I need to see how the IWM handles the $146 level. That will be a big tell going forward. If $146 acts as resistance, we could retest the recent lows. Above and $150 could be in the cards.
Top Stock Trades for Tomorrow #3: Financials
Last week we took a look at a possible short setup in Bank of America (NYSE:BAC), as the Financial Select Sector SPDR Fund (NYSEARCA:XLF) has been incredibly week. Keep in mind the Fed will release its rate decision and signal its future rate plans this Wednesday. That’s sure to move this group (and the markets as a whole).
Still, the recent decline over the past week or so has been led by the financials. The ETF is mostly made up of low valuation, decent yielding stocks. In some cases, the story is troubled like with Goldman Sachs (NYSE:GS). In other cases though, names like Citigroup (NYSE:C), JPMorgan (NYSE:JPM) and BAC remain attractive.

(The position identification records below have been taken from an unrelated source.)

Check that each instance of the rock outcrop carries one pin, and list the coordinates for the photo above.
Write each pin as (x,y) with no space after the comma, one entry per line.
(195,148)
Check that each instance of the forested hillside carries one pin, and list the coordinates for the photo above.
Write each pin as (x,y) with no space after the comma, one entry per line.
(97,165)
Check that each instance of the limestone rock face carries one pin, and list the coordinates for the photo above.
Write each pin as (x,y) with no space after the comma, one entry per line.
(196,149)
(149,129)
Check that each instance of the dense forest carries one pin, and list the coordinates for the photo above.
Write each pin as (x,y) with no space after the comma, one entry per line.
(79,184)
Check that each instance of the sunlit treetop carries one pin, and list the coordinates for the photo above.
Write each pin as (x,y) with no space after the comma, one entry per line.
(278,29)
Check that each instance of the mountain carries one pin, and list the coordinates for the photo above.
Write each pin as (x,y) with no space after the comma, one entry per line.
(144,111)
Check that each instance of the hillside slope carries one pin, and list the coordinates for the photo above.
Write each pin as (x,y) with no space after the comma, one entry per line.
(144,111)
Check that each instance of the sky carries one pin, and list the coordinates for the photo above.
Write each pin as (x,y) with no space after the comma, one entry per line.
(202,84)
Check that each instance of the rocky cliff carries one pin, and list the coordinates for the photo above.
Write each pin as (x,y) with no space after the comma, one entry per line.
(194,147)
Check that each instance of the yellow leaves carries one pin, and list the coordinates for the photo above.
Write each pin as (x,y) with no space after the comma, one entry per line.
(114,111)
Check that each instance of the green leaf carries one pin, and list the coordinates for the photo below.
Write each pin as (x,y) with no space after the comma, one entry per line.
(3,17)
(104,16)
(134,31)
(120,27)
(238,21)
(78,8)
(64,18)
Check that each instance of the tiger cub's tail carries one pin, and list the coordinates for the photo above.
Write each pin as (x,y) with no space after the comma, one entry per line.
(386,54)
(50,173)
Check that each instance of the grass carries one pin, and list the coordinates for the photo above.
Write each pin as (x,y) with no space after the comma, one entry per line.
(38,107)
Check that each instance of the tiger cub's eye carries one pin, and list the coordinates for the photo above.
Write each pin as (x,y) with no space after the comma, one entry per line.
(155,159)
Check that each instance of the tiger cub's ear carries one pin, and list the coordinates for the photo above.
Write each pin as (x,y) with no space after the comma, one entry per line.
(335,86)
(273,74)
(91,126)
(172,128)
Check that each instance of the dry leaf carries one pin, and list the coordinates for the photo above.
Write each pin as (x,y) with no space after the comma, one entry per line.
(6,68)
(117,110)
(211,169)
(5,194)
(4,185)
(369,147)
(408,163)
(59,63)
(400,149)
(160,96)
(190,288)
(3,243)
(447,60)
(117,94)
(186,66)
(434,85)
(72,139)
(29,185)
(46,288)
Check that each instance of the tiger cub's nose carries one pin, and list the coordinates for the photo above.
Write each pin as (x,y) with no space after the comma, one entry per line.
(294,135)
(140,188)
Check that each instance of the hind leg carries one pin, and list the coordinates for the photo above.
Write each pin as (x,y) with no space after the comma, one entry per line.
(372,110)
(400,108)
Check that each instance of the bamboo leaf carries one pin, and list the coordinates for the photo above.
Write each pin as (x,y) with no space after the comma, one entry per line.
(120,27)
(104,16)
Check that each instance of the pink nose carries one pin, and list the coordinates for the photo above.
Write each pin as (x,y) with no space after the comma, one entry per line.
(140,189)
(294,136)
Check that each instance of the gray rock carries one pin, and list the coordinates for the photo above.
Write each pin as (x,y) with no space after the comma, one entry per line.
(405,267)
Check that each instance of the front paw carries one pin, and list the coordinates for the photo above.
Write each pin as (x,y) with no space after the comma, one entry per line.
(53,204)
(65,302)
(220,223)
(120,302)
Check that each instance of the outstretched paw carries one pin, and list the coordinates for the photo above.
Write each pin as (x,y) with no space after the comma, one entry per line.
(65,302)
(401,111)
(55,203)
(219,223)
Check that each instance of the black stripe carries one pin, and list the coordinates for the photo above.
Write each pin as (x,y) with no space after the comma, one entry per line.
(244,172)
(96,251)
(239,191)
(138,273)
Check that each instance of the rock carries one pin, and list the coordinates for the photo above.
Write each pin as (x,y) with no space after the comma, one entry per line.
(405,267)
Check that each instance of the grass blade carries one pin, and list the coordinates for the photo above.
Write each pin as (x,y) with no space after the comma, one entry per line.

It’d be great to see the XLF break out of this downward channel and rally back to the $26 to $26.50 level. Given the way it’s traded, I would expect this level to act as resistance. Still though, we’re talking about a notable $2 a share rally, or about 8%.
Top Stock Trades for Tomorrow #4: Amazon
A tech stalwart, the rebound in Amazon (NASDAQ:AMZN) wasn’t that impressive on Monday. That was highlighted by its inability to hold its morning rebound off the lows.
Long traders may try their luck on AMZN closer to the $1,500 level. If it holds, look for a rebound up to resistance, which is at the 50-day and the 200-day moving averages. Above those marks and $1,750 resistance comes into play. Are you seeing how much resistance is on the charts now?
Should $1,500 support give way, the $1,430 lows are back on the table. Below that and $1,350 is possible.
Top Stock Trades for Tomorrow #5: Boeing
Boeing (NYSE:BA) has seen better times, as the stock remains under pressure. However, it tends to get “panicky” when it falls below $315. That’s highlighted by the fall from $370 to $295 in just a few day last month.
Still, that doesn’t hide the fact that BA remains under pressure from the 21-day moving average and vicious downtrend resistance (black line). One of these two levels — $315 support or downtrend/21-day moving average resistance — needs to give way.
Below support and the November lows are on the table. Above resistance and $345 to $350 isn’t out of the question.